Weeding Lines: Add a Cut Border for Faster Weeding
Create a weeding line outside a selected pattern so you can quickly separate the final piece from scrap film.
Purpose: Create a weeding line outside a selected pattern so you can quickly separate the final piece from scrap film.
Tool: Canvas -> Weeding Lines
Why this matters
- Problem: On printed, textured, or colored films, it can be hard to see where the pattern ends and where the waste begins after plotting.
- What EDGE improves: Weeding Lines draws a clean cut line outside the pattern boundary at a controlled offset, so the waste area is obvious and easy to remove.
- Result: Faster weeding, less confusion, and cleaner prep before installation.
What this feature does
- What it is: A tool that generates a new line outside the selected pattern boundary at a user-defined spacing (mm or inches).
- What it helps you do: Create a visible “buffer” cut so you can remove the outer scrap area and leave only the final pattern.
- What it does not do (optional): It does not replace correct pattern selection or correct plotting settings. It only adds an offset cut line.
Videos
Video 1 — Weeding Lines (Create offset cut line)
Covers: Selecting a pattern and generating a weeding line using a spacing value.
When to use: When film visibility makes it hard to identify the final cut area (printed, patterned, or strongly colored films).
Before you start
- You need: A pattern opened in the canvas.
- Recommended: Use this mainly for films where the cut edge is hard to see. For very uniform/clear films, you may not need it.
- Terms used (optional): Weeding line = cut line outside the boundary; Spacing/Offset = distance between boundary and weeding line (mm or inches).
How to use it
Workflow A — Recommended (standard weeding line)
- Open the pattern in a canvas
Where: Canvas (either canvas)
Do: Load the pattern you plan to plot.
Expected result: The pattern is visible on the canvas. - Select the pattern
Where: Canvas
Do: Click the pattern you want to add a weeding line to.

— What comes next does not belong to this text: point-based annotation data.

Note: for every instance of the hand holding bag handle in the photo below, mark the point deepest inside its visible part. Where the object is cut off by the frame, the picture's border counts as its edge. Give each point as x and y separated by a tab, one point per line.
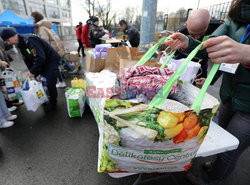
162	95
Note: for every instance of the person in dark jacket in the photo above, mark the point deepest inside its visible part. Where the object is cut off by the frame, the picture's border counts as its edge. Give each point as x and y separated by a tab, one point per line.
78	36
132	33
95	32
230	43
40	58
198	26
85	34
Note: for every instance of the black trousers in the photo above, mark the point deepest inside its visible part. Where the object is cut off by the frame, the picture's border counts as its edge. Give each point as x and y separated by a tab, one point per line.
51	77
80	47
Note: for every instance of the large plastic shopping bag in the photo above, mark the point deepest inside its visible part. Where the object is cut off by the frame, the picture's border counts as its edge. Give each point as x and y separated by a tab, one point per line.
33	94
162	136
78	83
10	84
75	98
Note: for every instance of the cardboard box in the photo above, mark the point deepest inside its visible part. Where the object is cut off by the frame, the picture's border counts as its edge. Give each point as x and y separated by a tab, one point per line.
92	64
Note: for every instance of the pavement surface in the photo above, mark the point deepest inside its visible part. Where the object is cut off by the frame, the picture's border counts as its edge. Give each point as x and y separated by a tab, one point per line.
53	149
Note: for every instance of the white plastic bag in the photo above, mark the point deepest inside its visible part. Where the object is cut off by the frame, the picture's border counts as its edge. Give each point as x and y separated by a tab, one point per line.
10	84
33	94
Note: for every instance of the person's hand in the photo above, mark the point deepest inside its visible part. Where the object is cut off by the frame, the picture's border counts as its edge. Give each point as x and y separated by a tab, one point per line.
30	75
199	82
179	41
4	64
38	78
223	49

Expected result: The pattern is selected. - Run Weeding Lines
Where: Canvas tools → Weeding Lines
Do: Click Weeding Lines.
Expected result: EDGE prompts for a spacing/offset value. - Set spacing (mm or inches)
Where: Weeding Lines input
Do: Enter the spacing you want between the pattern boundary and the weeding line.
Expected result: A new line is generated outside the pattern boundary at that spacing. - Keep the pattern grouped
Where: Canvas selection / grouping behavior
Do: Keep the pattern and the weeding line grouped.
Expected result: The pattern and weeding line behave as one unit and remain stable. - Weed the film after plotting
Where: Physical film after plot
Do: Remove the scrap area between the weeding line and the outside film, leaving the final pattern.
Expected result: The final pattern is easy to identify and ready for install prep.
Tips
- Use a spacing that matches your shop workflow (the goal is visibility + fast waste removal).
- Double-check your unit (mm vs inches) before applying the spacing.
- This is most useful for films where the cut is visually “lost” in the material (patterns/textures/colors).
Common mistakes
- Mistake: Ungrouping the pattern and the weeding line → Fix: Keep them grouped. Ungrouping can cause problems inside the canvas.
- Mistake: Setting spacing too small to be useful → Fix: Increase spacing until the waste area is clearly visible.
- Mistake: Forgetting which unit you are using → Fix: Confirm mm vs inches before applying.
Troubleshooting
Issue: Weeding line appears incorrect or hard to see
Cause: Spacing is too small, or you are zoomed out too far
Fix: Increase spacing and/or zoom in to confirm the offset line placement.
Issue: Canvas behavior becomes unstable after creating a weeding line
Cause: The weeding line and pattern were ungrouped
Fix: Undo, recreate the weeding line, and keep the result grouped.
Wrap-up
You created a weeding line around a pattern using a controlled offset. This makes it easier to identify scrap vs final piece after plotting, especially on patterned or colored films, and speeds up prep before installation.